As Lebanon’s cold winter begins, later than usual after a warm December, the drop in temperature is sudden and harsh. In their concrete homes, Lebanese are freezing.
From their side, the refugees in shanty “homes” imposed by Lebanon’s “national defense strategy” under the Construction Law Act, No. 646, are risking to freeze in all sense of the word.
Human Rights Watch has released a video to show their dire conditions in the border town of Arsal as they suffer the change in weather.
For more than 15,000 Syrian refugees, it is the second harsh winter they will experience since Lebanon’s Higher Defense Council ordered them to dismantle their sturdy shelters and opt for non-permanent/less protective material, according to HRW.
Based on the Lebanese Construction Law Act, No. 646, the refugees can only use wood and tarp for their upper walls and roofs – otherwise, the army would demolish their homes during raids.

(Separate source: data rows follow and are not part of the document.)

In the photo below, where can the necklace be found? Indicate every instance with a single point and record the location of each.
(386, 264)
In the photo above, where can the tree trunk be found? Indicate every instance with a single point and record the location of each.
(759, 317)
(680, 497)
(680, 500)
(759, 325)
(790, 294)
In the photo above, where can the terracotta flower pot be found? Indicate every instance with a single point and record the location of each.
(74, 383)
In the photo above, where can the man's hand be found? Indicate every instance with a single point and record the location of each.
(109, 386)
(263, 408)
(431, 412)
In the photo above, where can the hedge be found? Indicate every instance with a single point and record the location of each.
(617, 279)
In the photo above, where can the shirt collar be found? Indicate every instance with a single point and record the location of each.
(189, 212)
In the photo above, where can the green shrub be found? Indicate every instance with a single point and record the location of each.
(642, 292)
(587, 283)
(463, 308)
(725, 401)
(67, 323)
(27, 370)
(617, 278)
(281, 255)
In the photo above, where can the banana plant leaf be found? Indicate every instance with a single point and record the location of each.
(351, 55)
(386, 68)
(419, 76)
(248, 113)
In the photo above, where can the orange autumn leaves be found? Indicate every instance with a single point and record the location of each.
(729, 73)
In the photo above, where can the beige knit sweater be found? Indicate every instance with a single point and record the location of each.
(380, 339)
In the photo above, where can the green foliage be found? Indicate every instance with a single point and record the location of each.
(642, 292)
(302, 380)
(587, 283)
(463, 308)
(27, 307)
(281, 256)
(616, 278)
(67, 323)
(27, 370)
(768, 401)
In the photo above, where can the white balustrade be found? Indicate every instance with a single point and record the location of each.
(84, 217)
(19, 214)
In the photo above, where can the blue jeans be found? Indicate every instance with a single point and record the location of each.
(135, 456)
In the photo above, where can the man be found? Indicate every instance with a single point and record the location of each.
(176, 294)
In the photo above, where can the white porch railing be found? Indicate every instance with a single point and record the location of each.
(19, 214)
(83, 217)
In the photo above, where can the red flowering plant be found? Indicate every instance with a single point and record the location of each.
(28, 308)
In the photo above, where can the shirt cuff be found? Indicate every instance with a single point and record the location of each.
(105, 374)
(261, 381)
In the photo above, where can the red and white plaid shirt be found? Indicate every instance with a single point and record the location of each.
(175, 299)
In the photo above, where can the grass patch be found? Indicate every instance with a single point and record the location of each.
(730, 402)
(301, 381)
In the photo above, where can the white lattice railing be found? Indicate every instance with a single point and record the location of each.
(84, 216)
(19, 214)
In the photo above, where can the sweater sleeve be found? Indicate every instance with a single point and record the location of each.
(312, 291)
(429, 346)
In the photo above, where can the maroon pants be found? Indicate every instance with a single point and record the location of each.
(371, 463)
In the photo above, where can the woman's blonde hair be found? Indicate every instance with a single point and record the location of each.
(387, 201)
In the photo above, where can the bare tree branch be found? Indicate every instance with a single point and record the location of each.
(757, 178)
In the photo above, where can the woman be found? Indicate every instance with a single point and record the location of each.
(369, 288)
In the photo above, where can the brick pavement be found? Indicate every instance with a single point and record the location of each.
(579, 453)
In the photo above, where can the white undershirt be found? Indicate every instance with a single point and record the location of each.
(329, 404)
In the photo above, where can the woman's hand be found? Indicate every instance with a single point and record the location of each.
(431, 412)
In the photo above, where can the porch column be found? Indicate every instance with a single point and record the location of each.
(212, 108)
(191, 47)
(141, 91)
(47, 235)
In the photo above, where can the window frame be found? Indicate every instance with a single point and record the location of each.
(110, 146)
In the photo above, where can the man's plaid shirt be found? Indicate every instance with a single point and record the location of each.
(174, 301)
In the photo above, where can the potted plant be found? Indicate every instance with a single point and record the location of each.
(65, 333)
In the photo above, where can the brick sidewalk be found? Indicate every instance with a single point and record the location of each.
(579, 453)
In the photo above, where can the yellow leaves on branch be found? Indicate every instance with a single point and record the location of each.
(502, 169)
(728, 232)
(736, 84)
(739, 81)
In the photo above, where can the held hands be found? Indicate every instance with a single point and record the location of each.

“This crackdown on housing code violations should be seen for what it is, which is illegitimate pressure on Syrian refugees to leave Lebanon,” said HRW refugee rights director Bill Frelick at the time the order was enforced.
Now, this “national defense strategy” currently affects around 60,000 Syrian refugees in Arsal.
They are forced to live in distressed conditions, exposed to harsh weather conditions, including freezing temperatures, floods, and strong winds that threaten to carry away their homes.
“Humanitarian response programs for Syrian refugees in Lebanon that provide shelter are massively underfunded,” HRW writes.
In a recent visit, HRW interviewed seven refugees in Arsal. Some said that, despite everything, they didn’t feel safe enough to go back to Syria.